What: Thursday's P. Diddy Block Party.

Where: Axis-Radius in downtown Scottsdale.

Entertainment: Diddy, pole-dancing women in football jerseys.

Famous Faces: Party co-host Nick Lachey, the men of "Nip/Tuck," Tommy Lee, actress Gabrielle Union, former Maryland tight end Vernon Davis, former Virginia defensive tackle D'Brickashaw Ferguson.

Highlight: Being sneaked through the first level of security by two prominent ex-athletes.

Lowlight: Being abandoned short of the final security checkpoint, in the expanse where Giants fans were buying $7 Budweisers and flinging dollar bills at the pole-dancers.

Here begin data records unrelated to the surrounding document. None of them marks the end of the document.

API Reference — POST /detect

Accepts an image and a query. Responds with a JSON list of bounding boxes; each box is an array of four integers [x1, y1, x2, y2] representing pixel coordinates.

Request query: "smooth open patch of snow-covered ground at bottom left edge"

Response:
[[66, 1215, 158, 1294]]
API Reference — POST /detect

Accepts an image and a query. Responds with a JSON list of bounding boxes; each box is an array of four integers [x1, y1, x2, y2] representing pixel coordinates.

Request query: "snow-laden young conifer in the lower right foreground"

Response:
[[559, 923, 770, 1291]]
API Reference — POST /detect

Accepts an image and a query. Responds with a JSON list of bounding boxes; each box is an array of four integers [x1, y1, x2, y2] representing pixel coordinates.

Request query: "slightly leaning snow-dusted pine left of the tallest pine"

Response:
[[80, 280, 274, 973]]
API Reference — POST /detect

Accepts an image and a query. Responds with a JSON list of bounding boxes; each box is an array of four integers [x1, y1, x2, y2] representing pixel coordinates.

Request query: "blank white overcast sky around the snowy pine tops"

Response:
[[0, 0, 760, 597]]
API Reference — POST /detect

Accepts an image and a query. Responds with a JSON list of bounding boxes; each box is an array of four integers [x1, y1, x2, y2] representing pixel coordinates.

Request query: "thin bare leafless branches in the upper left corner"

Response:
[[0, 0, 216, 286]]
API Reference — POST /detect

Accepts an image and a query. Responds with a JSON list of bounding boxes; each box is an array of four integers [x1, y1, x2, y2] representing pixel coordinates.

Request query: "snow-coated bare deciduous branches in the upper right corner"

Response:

Moment Never to be Forgotten: Hearing Union tell an Entertainment reporter that Britney Spears is "a very sweet girl."

Spotted . . .

Two Patriots fans unfurling a giant "Perfection 19-0" sign in downtown Scottsdale, directly in front of a Giants fan wearing a homemade "18-1" T-shirt. . . .

Maxim models, prepping for Friday night's epic Maxim party by asking men in a Scottsdale coffee shop to remove their pants and dance for their video camera. . . .

Dennis Rodman, wandering in downtown Scottsdale early Friday and hugging police officers.